How do you find where a table/view/whatever is being used in SSIS?

  • Let's say you have a decent sized SSIS project, using Visual Studio, and you want to find where a particular object (table, view, stored procedure, ...) is being used. You've got tasks nested within containers to various levels (greater than 2). How?

    I'll let you initially assume that tasks and containers have decent names, but if you're bored, please feel free to answer the harder problem of trying to find an object when tasks have default names ("OLE DB Source" or "OLE DB Destination", for example).

    My personal opinion: this is where the visual metaphor breaks down. But what are the alternatives?

  • This is a good example of why proper naming of objects it a good idea!

    To find where a table is being referenced you could open the code page - right click the package in solution explorer.

    You can then search for the table name. Ctrl+F will open the find string dialog box

  • Yes, but how do you get back to the proper position in the visual editor?

    And I'll add a related question: How do you do a code review? If somebody is making a change to an existing package, how do you determine what has really changed? I've looked at the code, and every time you open a container, the XML changes! And it's not like you can UNDO opening a container.

  • Tom Bakerman (5/20/2009)


    Yes, but how do you get back to the proper position in the visual editor?

    ...

    If you mean: "How do I get back to design mode?" the answer is that you close the (new) window you have just opened. If not, please define "proper position".

    The absence of evidence is not evidence of absence
    - Martin Rees
    The absence of consumable DDL, sample data and desired results is, however, evidence of the absence of my response
    - Phil Parkin

  • Come on, give me a little credit. I mean: Ok, I find the database object I'm interested in in the XML. How do you find that same location in the visual representation? Why? Maybe I want to find out where a particular column is getting updated, or what table is used as the source data for another table. Or worse yet, I actually want to change the table. Surely you're not recommending editing the XML directly (although I'm game)?

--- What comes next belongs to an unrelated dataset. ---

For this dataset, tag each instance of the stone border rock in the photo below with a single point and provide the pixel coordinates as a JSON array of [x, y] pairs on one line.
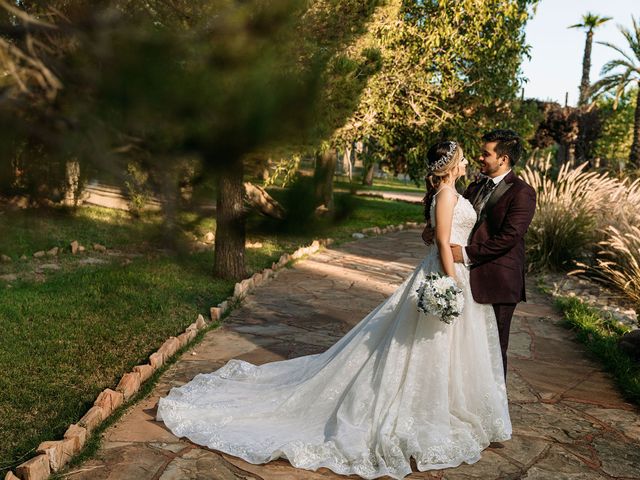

    Remember my beginning premise: Tasks may be two or more levels deep in containers.

    I ask this question because, although I'm new to SSIS, I've been developing software for a long time, and I've inherited some of the worst code I've seen in over 20 years. If I want to make a change to a database object, it takes me days to determine what might break, and even then I'm not 100% sure until I run the package (which takes a couple of hours).

  • My question was an honest one - as you're only new here, how am I supposed to make any assessment of your experience and knowledge? If I treated everyone like they have 20 years in the business, 90% of them would not understand my answers, so I start off simple.

    Now that you have spelled it out, I know what you mean. It's an excellent question, but it's not an available feature, as far as I know.

    The absence of evidence is not evidence of absence
    - Martin Rees
    The absence of consumable DDL, sample data and desired results is, however, evidence of the absence of my response
    - Phil Parkin

  • You're right. My apologies.

    So, how do you recommend doing "code reviews"? Trust the author to remember everything that has changed, and point it out to you? :crazy:

  • You could take a peek at the underlying XML, since a .dtsx file is just XML under the covers. However, it's not exactly user friendly - open it up in a text editor and you'll see what I mean. You can edit this XML file directly, but this is highly discouraged.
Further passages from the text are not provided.